For the t(11;14)(q13;q32), samples were available to study 197 specimens. This translocation was detected in 34 patients (17%). No differences were found between the patients with and those without the t(11;14)(q13;q32) for age, C-reactive protein level, bone marrow PCLI, serum creatinine, lactate dehydrogenase (LDH), B2M, status at stem cell transplantation, and percentage of bone marrow plasma cells. Overall survival and freedom from progression were not different for patients with t(11;14)(q13;q32). Freedom from progression was 20.1 versus 15.3 months, and overall survival was 36.6 versus 34.8 months (Figure 1). A separate analysis was performed for t(11;14) patients stratified for the presence or absence of Δ13. No survival advantage was found for t(11;14) in Δ13-negative patients.

t(4;14)(p16.3;q32)

A successful determination was made in 153 patients. Twenty-six patients (17%) had t(4;14)(p16.3;q32). This chromosome translocation had a profound effect on both time to progression and overall survival. Time to progression for patients with and for those without t(4;14)(p16.3;q32) was 8.2 versus 17.8 months (P = .001), and overall survival was 18.8 versus 43.9 months (P = .001) (Figure 2). Patients with t(4;14)(p16.3;q32) had a higher C-reactive protein, PCLI, and percentage of bone marrow plasma cells (all P = .04). Age, creatinine, LDH, and B2M were not significantly different between the 2 groups. There were no differences in the frequency of t(4;14)(q13;q32) among the patients who underwent transplantation at different phases of their disease. No association was found between t(4;14) and heavy chain type (IgA vs not), light chain type (κ vs λ), or the presence of MM bone disease, although only 10% of the patient population had no myeloma bone disease. When the analysis was restricted to the 70 patients who had transplantation upfront in first response, t(4;14)(q13;q32) retained its significance. The median survival rates were 75 months for patients with t(4;14)(p16.3;q32) and 29 months for those without this translocation (P = .01).

Figure 1.

Patients with and without t(11;14)(q13;q32) translocation. (A) Time to progression. (B) Overall survival. BMT indicates bone marrow transplantation.

Figure 1.

Patients with and without t(11;14)(q13;q32) translocation. (A) Time to progression. (B) Overall survival. BMT indicates bone marrow transplantation.

Close modal

TP53

Of 168 patients for whom analysis was possible, -17p13.1 (TP53) was detected in 18 (11%). No differences in TP53 status—positive or negative—were detected for age, creatinine, PCLI, LDH, B2M, bone marrow plasma cells, or status at the time of transplantation. The presence of the TP53 deletions was significant for both the time to progression and overall survival, 8.7 versus 16.1 months and 15.1 versus 38.8 months (P < .01), respectively (Figure 3).

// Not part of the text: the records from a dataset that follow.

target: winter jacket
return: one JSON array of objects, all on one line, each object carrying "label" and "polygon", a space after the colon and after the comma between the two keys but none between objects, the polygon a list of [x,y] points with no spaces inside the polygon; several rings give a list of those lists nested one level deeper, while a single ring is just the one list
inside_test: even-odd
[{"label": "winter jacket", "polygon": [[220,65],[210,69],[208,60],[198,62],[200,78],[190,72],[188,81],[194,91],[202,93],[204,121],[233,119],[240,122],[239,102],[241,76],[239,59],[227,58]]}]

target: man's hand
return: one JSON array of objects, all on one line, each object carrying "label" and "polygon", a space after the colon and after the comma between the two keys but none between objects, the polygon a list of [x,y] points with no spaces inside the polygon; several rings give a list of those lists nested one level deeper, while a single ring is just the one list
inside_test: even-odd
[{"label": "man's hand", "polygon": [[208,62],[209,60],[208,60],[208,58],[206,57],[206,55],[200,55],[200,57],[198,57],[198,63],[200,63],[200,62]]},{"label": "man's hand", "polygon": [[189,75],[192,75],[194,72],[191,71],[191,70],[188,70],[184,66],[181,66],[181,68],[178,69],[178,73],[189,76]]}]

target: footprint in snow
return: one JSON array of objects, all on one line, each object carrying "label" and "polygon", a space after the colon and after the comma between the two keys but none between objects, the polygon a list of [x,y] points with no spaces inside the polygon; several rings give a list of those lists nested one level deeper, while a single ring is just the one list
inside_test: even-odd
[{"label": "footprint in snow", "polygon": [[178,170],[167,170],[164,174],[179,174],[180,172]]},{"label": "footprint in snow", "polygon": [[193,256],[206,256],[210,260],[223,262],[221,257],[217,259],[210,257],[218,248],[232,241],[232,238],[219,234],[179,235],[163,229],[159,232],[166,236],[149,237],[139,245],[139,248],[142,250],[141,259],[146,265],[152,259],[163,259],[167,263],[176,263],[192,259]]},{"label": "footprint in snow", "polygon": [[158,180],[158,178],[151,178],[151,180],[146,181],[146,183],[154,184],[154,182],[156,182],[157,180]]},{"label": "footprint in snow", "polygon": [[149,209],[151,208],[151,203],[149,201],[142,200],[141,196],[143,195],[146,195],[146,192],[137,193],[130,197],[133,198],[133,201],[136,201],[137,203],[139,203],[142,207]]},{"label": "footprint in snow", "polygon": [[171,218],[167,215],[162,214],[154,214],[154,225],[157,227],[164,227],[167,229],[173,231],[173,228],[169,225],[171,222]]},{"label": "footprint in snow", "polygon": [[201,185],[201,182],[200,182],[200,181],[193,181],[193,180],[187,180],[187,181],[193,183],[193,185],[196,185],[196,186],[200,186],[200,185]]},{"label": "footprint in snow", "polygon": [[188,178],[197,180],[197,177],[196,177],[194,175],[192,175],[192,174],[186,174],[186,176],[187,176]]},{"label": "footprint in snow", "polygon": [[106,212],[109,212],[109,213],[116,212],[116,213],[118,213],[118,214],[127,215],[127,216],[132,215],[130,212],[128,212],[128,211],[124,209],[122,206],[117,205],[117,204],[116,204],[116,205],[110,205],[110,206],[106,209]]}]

Interaction between abnormalities

To separate the specific effect of t(4;14)(p16.3;q32) from that of Δ13, an analysis was performed by stratifying Δ13 among patients with t(4;14)(p16.3;q32). In the larger cohort of 212 patients, FISH detected Δ13 in 111 (52%). Of these 111 patients positive for Δ13, 84 had successful studies for t(4;14)(p16.3;q32), of whom 22 (26%) had the abnormality. Survival analysis performed only for patients with Δ13 showed that the presence of t(4;14)(p16.3;q32) had a significant effect on outcome. When both t(4;14)(p16.3;q32) and Δ13 were present, overall survival was 18.8 months, significantly worse than for patients who had Δ13 but not t(4;14)(p16.3;q32) (26.8 months, P = .001). The median progression-free survival times were 12.9 versus 8.2 months, respectively (P = .001), for Δ13-positive patients without and those with t(4;14). Conversely, in the t(4;14)-positive cohort, the presence or absence of Δ13 had no effect on survival (19.4 vs 18.8 months).

Figure 2.

Patients with and without t(4;14)(p16.3;q32) translocation. (A) Freedom from progression. (B) Overall survival. BMT indicates bone marrow transplantation.

Figure 2.

Patients with and without t(4;14)(p16.3;q32) translocation. (A) Freedom from progression. (B) Overall survival. BMT indicates bone marrow transplantation.

Close modal
Figure 3.

-17p13.1, TP53. (A) Freedom from progression. (B) Overall survival. BMT indicates bone marrow transplantation.

Figure 3.

-17p13.1, TP53. (A) Freedom from progression. (B) Overall survival. BMT indicates bone marrow transplantation.

Close modal

We constructed a hybrid variable comprising patients who had TP53 deletions, t(4;14)(p16.3;q32), or Δ13 (n = 120) with those lacking all of the 3 FISH abnormalities (n = 69). Median survival was 26.3 months for those with any of the abnormalities and 51.5 months for those without any abnormality (P = .005).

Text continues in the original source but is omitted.